We have absolutely no plans to change or modify The CALL's programming in the future. It has been more than thirteen years of a journey to get to this point, and I am truley excited about the opportunities for growth that God has brought us over the past year and for what the coming months will bring for our ability to impact more young adults, and to develop the programming to make it most effective.

In terms of the loss of WMCU, it is a real travesty. The only potential response that we might consider as we prepare for expansion is the potential to build the new WMKL facility and the WPSF facility as digital (HD) stations. HD Radio consists of the normal analog signal and first HD-1 digital channel required to contain the programming of the analog signal, and then an HD-2 and HD-3 channel each with unique CD-quality programming.

This would allow us options to lease the 2 extra channels to other Christian broadcasters for addition program revenue or to program ourselves with adult contempory Christian music or preaching/teaching format (which really isn't our mission as an organization). You can see more information at www.hdradio.com, and a working example of WPOZ, Orlando (www.zradio.com).

Just think, God used myself and several guys in their early 20's to put this radio station on the air, against everyone's advice that it was impossible.
I can speak from first-hand experience what it is like to wait night after night for 5-6 years pursuing a calling on nothing more than faith and prayer, and to see God accomplish his purposes. I am confident that God is able to bring that type of Christian radio ministry back to Miami if He chooses. It will not be easy, and probably not overnight unless a Christian radio network finds the opportunity to move into Miami.
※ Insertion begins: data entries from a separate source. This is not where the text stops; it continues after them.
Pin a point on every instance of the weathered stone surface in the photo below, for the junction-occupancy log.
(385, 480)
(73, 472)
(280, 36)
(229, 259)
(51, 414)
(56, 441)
Thursday, September 27, 2007

WMCU Going Out of Business

Radio Station WMCU, Spirit Radio, 89.7 FM, is on all the time at our house. It is owned by Trinity International University, based in Deerfield, IL. Under the TIU umbrella is also, for example, Trinity Evangelical Divinity School ("TEDS"), a famous place in certain Evangelical circles. On Tuesday morning, a recorded announcement on WMCU said that the "Trinity International University Foundation" had sold the radio station. In the Miami Herald that same day, an article appeared indicating that a national non-profit had purchased the station for $20,000,000 and intended to establish a classical music radio station at 89.7, of which there has been none in the South Florida area for several years.
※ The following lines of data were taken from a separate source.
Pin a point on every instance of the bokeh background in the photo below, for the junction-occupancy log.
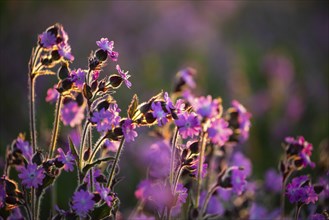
(272, 56)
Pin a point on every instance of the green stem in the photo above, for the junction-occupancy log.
(202, 149)
(172, 159)
(82, 143)
(116, 160)
(56, 126)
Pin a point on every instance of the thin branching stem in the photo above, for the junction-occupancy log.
(116, 160)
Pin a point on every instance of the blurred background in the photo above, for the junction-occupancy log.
(272, 56)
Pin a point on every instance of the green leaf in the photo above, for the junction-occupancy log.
(132, 107)
(90, 165)
(74, 151)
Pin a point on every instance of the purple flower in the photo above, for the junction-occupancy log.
(206, 107)
(128, 129)
(243, 120)
(25, 148)
(47, 40)
(67, 159)
(188, 125)
(64, 51)
(108, 46)
(82, 203)
(240, 160)
(124, 75)
(159, 114)
(78, 77)
(273, 181)
(52, 94)
(106, 119)
(72, 114)
(104, 193)
(219, 132)
(31, 176)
It is definitely a reverse for South Florida to have the radio station close down. There are so few unifying institutions in our part of the Christian world, the community here is so riven with the disarray that comes from exotic cultures washing up against each other, that closing WMCU seems contrary to what one would think God's will would be.

Because of my position on the board of a foundation that supports TIU here in South Florida, I may be able to find out the "inside" story on this event. There may be good reasons for the decision. I would be interested in knowing what they are.